School of Medicine, Nankai University, Tianjin, China.
Front Genet. 2023 Mar 1;14:1063202. doi: 10.3389/fgene.2023.1063202. eCollection 2023.
Holt-Oram syndrome (HOS) is a rare genetic disorder characterized by upper limb abnormalities, congenital heart defects, and/or conduction abnormalities. Sequence alteration of T-box transcription factor 5 (TBX5) is correlated with the incidence of HOS. We present the case of a 24-year-old female with upper limb alterations (congenital dysplasia in the wrist and elbow joints) and an anomalous left main trunk arising from the right coronary sinus. The patient inherited a base T (reference C) at rs883079 from her mother and base C (reference T) at rs10850326 from her father, both of which belong to the 3'-untranslated region (UTR) of the TBX5 gene; no alterations in TBX5 expression or single-nucleotide polymorphisms (SNPs) in other exon areas were found. We explored the effects of TBX5 on cardiomyocytes using the HL-1 cell line and TBX5-knockdown cells. Quantitative polymerase chain reaction analysis demonstrated that TEKT2, TEKT4, and SPTB expression decreased after TBX5 knockdown, while chromatin immunoprecipitation analysis further revealed that TBX5 binds to the TEKT2, TEKT4, and SPTB promoter regions to promote gene transcription.
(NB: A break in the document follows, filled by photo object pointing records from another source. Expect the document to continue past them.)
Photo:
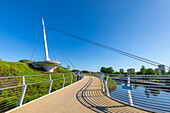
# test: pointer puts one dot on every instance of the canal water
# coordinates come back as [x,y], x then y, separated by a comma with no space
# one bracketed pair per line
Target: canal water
[149,98]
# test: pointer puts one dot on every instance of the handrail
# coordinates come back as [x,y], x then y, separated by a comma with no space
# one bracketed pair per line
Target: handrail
[12,83]
[152,83]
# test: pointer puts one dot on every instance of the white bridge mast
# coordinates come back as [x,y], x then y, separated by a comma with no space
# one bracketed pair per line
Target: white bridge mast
[45,43]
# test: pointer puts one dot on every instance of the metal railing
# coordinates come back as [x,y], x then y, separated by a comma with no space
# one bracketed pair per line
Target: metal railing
[18,90]
[148,92]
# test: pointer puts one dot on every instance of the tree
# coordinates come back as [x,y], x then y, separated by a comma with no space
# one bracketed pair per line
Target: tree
[117,73]
[150,71]
[163,72]
[132,73]
[25,60]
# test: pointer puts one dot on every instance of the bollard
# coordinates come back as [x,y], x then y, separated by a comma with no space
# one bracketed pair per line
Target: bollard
[63,81]
[107,90]
[129,92]
[23,91]
[51,82]
[101,78]
[71,79]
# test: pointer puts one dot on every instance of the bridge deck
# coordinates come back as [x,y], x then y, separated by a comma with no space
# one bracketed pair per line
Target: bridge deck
[83,97]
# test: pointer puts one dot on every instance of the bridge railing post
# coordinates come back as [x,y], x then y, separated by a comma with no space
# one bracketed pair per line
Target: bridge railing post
[76,78]
[129,92]
[71,79]
[51,83]
[106,81]
[23,91]
[63,81]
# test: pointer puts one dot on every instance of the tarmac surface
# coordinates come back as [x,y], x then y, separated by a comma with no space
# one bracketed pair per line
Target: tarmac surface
[85,96]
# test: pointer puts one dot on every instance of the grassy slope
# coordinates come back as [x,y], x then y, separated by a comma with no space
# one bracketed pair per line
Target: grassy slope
[9,98]
[16,69]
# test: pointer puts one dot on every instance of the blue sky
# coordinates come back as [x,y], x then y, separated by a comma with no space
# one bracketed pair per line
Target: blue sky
[141,27]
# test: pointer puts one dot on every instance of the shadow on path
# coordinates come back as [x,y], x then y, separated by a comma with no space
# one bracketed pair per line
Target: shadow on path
[91,96]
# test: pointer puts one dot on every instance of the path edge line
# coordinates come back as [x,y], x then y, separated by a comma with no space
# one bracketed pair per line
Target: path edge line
[41,97]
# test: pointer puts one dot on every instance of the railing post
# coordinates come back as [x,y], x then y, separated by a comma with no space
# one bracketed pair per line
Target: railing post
[63,81]
[129,92]
[51,83]
[101,78]
[76,78]
[23,91]
[107,90]
[71,79]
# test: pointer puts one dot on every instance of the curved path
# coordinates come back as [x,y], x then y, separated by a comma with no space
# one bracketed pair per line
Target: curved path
[84,96]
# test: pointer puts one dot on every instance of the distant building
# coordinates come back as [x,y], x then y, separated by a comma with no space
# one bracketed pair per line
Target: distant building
[121,70]
[130,70]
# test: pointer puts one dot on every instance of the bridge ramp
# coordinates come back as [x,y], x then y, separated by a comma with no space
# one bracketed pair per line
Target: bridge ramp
[84,96]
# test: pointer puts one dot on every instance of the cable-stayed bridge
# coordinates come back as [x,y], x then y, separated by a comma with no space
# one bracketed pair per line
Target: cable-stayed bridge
[79,92]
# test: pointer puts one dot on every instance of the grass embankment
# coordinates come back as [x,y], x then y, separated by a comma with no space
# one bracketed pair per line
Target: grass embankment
[9,98]
[110,84]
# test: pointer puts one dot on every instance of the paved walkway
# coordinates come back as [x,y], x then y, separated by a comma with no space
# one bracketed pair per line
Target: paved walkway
[84,96]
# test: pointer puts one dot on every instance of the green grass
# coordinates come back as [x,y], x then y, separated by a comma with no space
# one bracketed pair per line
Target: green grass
[15,69]
[9,98]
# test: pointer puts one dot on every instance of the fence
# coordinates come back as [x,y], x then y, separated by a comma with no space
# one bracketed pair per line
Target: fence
[18,90]
[148,92]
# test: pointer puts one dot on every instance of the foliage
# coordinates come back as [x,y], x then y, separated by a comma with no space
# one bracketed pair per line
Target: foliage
[143,70]
[60,69]
[85,71]
[15,69]
[75,70]
[117,73]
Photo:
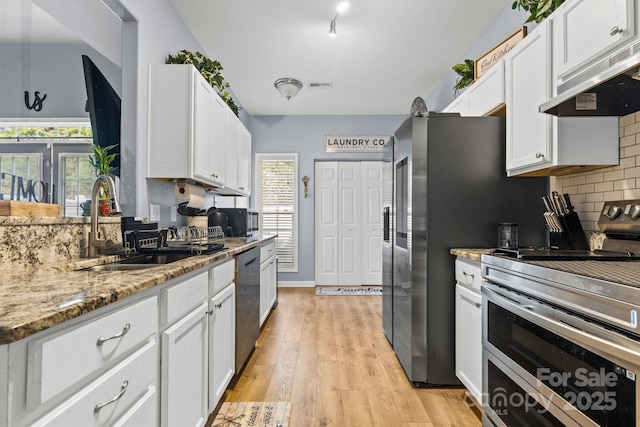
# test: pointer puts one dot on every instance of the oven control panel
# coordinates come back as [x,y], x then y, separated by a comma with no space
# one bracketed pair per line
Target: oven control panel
[620,216]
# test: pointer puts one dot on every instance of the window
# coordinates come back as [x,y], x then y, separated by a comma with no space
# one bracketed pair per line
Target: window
[76,182]
[277,203]
[26,166]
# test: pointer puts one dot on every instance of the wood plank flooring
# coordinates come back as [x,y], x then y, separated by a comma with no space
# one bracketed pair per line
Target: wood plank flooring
[328,356]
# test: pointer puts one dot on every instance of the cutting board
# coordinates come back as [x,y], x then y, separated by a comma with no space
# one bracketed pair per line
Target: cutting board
[21,208]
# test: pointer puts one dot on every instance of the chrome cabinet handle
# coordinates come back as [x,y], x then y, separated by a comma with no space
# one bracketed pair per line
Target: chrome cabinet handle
[102,340]
[123,389]
[615,30]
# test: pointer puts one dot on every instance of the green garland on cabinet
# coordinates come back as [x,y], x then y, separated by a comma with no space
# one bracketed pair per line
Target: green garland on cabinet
[538,9]
[209,69]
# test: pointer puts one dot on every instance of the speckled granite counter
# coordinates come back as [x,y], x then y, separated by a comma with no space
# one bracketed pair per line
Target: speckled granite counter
[39,297]
[473,254]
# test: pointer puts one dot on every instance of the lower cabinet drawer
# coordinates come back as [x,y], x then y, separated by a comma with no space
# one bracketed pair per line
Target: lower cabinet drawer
[59,361]
[108,397]
[144,412]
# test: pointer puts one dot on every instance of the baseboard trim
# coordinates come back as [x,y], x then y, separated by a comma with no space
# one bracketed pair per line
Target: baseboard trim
[296,284]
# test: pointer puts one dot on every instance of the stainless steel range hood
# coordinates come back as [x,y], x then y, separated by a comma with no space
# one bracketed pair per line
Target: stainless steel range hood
[607,87]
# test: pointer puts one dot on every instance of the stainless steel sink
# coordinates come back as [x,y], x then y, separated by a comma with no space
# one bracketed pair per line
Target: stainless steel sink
[139,262]
[116,266]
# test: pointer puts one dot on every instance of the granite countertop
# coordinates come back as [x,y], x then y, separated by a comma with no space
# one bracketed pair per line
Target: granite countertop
[38,298]
[473,254]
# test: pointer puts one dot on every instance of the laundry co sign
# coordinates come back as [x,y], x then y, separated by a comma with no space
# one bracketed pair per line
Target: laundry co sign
[356,144]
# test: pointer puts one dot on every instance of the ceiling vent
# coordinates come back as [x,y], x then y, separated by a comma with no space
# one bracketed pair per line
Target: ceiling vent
[320,85]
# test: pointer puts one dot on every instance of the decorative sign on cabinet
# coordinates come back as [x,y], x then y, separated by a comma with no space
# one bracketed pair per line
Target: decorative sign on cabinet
[539,144]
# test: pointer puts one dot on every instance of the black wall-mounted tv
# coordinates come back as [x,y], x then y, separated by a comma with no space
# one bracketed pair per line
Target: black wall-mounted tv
[103,106]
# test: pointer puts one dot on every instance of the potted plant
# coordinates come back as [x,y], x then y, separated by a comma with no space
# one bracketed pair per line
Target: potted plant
[465,74]
[209,69]
[538,9]
[101,163]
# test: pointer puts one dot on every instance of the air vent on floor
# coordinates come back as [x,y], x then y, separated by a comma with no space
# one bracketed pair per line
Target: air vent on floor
[320,85]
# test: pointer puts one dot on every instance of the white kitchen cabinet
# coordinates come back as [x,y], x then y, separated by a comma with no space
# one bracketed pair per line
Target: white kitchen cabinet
[238,142]
[184,371]
[484,97]
[469,326]
[458,105]
[105,399]
[585,30]
[268,279]
[222,330]
[539,144]
[222,342]
[187,126]
[184,354]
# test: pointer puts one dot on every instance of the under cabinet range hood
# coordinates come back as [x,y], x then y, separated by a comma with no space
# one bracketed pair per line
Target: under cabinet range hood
[608,87]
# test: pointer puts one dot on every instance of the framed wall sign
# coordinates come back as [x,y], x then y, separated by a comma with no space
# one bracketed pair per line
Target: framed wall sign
[356,144]
[493,55]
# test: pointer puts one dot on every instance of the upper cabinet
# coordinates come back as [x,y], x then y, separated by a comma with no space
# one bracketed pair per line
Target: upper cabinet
[584,30]
[193,134]
[484,97]
[539,144]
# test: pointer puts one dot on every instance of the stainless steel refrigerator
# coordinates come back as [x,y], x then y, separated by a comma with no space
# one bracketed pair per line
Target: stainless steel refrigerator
[445,186]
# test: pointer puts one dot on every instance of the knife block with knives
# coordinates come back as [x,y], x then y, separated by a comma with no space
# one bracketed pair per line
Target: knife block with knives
[563,223]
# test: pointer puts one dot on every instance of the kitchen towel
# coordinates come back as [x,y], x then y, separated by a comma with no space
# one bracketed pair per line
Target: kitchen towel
[195,194]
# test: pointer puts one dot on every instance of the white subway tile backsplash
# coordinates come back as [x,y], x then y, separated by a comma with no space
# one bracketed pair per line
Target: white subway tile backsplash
[603,186]
[589,190]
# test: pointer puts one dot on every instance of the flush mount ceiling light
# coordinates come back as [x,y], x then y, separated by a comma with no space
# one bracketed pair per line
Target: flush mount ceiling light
[288,87]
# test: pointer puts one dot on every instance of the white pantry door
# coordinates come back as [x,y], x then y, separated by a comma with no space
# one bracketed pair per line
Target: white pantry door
[349,223]
[371,223]
[326,223]
[348,200]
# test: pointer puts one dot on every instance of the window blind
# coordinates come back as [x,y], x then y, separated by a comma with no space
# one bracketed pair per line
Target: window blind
[277,204]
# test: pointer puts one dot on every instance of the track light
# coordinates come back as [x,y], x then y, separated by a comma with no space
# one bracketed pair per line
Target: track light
[332,28]
[343,5]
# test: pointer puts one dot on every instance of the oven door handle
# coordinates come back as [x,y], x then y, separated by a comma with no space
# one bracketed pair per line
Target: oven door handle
[629,351]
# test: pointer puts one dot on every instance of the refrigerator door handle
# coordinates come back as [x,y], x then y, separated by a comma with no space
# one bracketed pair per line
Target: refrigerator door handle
[386,217]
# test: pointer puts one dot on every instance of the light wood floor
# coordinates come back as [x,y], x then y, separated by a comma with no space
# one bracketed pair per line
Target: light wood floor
[328,356]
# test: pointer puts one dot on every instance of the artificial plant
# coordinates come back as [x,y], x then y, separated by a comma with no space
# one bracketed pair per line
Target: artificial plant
[465,74]
[538,9]
[209,69]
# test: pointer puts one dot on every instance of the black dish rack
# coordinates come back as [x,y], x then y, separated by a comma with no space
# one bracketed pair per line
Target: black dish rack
[148,238]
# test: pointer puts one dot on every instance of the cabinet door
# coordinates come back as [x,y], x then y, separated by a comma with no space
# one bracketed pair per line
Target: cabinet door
[528,84]
[265,279]
[184,372]
[458,105]
[469,339]
[209,131]
[233,150]
[584,30]
[222,343]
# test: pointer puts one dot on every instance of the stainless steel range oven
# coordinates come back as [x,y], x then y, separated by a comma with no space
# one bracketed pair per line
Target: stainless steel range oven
[561,343]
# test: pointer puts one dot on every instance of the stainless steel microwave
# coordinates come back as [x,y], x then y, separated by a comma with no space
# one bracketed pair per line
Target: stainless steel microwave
[242,222]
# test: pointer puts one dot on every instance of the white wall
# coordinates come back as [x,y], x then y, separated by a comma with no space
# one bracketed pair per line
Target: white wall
[305,135]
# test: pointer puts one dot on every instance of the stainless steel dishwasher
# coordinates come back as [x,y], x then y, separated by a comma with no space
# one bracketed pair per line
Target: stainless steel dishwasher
[247,304]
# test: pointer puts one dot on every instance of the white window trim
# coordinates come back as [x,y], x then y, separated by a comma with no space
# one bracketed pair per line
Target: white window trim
[294,156]
[61,156]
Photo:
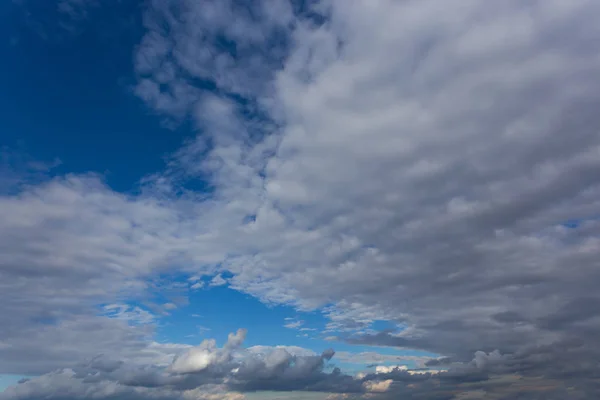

Our findings support a novel TBX5-related pathogenic mechanism in HOS.
霍尔特-奥勒姆综合征(HOS)是一种罕见的遗传性疾病,其特征为上肢异常、先天性心脏缺陷和/或传导异常。T盒转录因子5(TBX5)的序列改变与HOS的发病率相关。我们报告了一例24岁女性病例,该患者存在上肢改变(腕关节和肘关节先天性发育异常)以及一条异常的左主干发自右冠状动脉窦。该患者从母亲那里遗传了rs883079位点的碱基T(参考碱基为C),从父亲那里遗传了rs10850326位点的碱基C(参考碱基为T),这两个位点均属于TBX5基因的3'非翻译区(UTR);未发现TBX5表达有改变,其他外显子区域也未发现单核苷酸多态性(SNP)。我们使用HL-1细胞系和TBX5基因敲低细胞研究了TBX5对心肌细胞的影响。定量聚合酶链反应分析表明,TBX5基因敲低后,TEKT2、TEKT4和SPTB的表达降低,而染色质免疫沉淀分析进一步显示,TBX5与TEKT2、TEKT4和SPTB的启动子区域结合以促进基因转录。我们的研究结果支持了一种新的与HOS相关的TBX5致病机制。